Tapper pushed back on that claim, stating that he had heard Mr Biden make those comments in the past.

"Just as a factual matter, I have heard him talk about this," Tapper said.

Ms Ernst acknowledged that the president may have made the comments outside of her knowledge, and admitted that she has heard him acknowledge US troops, but "not over the greater global war on terror."

CNN emailed Ms Ernst's spokeswoman Kelsi Daniell, pointing out numerous instances in which Mr Biden thanked troops and acknowledged their work, but Ms Daniell brushed the comments off as "platitudes."

Ms Ernst did not make clear exactly why Mr Biden would want to distract the nation from 9/11, as the attack and subsequent wars all occurred or began under Republican presidential administrations.

She recently wrote an editorial for Fox News regarding the legacy of 9/11, arguing the war in Afghanistan made America "stronger."

"For 20 years, the coalition we led into Afghanistan endured, aligned to a common goal. For two decades, the heroism, devotion, and commitment of our servicemen and women, diplomats and humanitarians prevented al Qaeda and their sponsors from achieving their dreams of repeated attacks," she wrote. "An entire generation of Afghan women and girls has experienced the rare freedoms that are so common to us."

In her piece she called the withdrawal from Afghanistan "chaotic and catastrophic."

As for her claims that Mr Biden is trying to distract from 9/11, the president is scheduled to visit all three attack sites – the 9/11 memorial in New York City, the Pentagon in Washington, DC and the Flight 93 memorial in Shanksville, Pennsylvania – over the weekend of the 20 year anniversary.

Mr Biden recently announced sweeping new federal vaccine requirements which will affect nearly 100 million Americans, including private sector employees as well as healthcare workers and federal contractors.

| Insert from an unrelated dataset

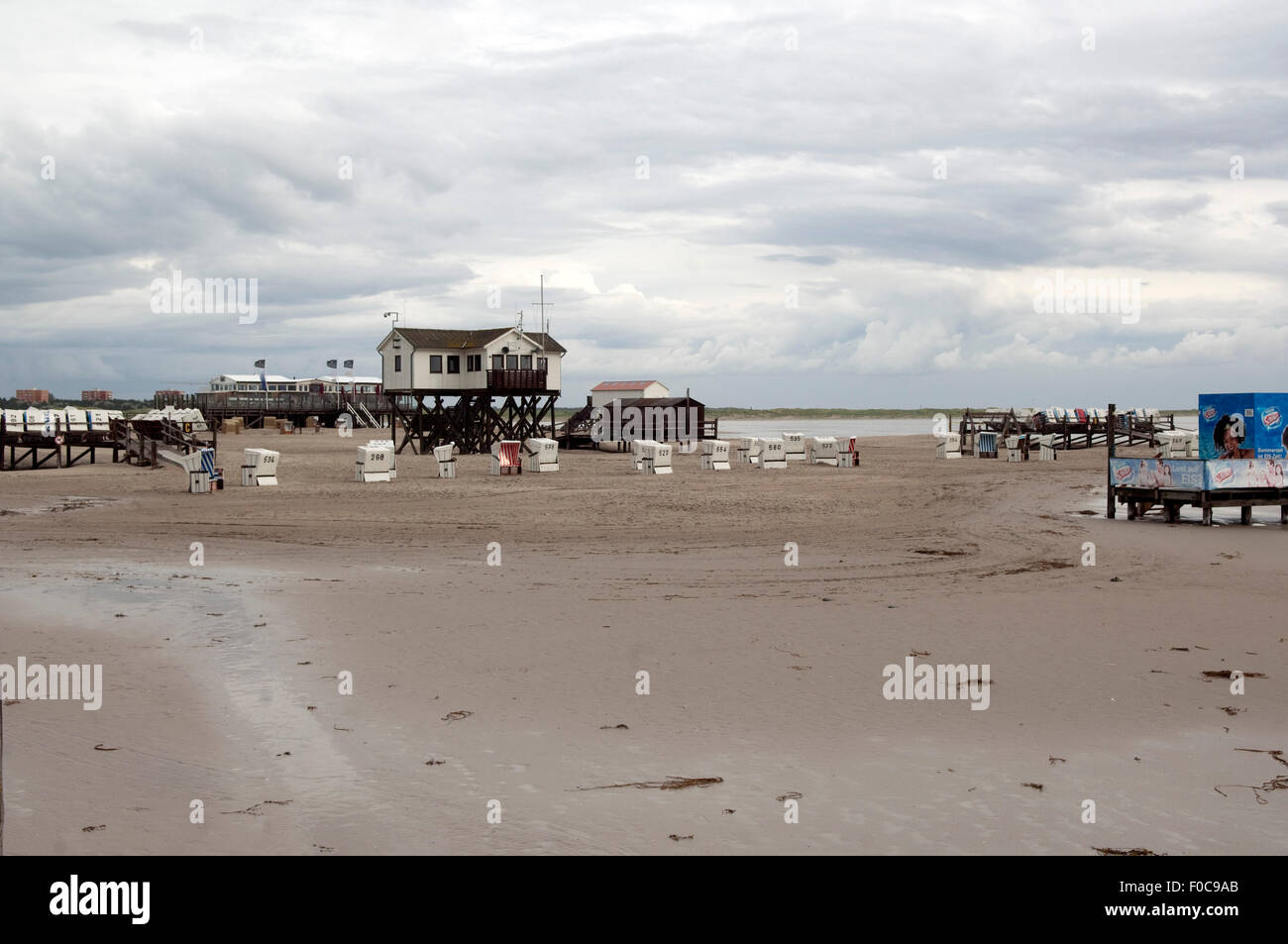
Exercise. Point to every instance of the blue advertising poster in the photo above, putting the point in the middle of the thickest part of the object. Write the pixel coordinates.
(1158, 472)
(1243, 425)
(1244, 472)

The new rules will force any employer with more than 100 workers to require them to be vaccinated or take weekly Covid-19 tests. That rule will affect nearly 80 million Americans. Any workers at health facilities receiving federal Medicare or Medicaid funding will also have to be fully vaccinated.

Mr Biden is also requiring that all employees of executive branch contractors who do business with the federal government be vaccinated, with no avenue for opting out.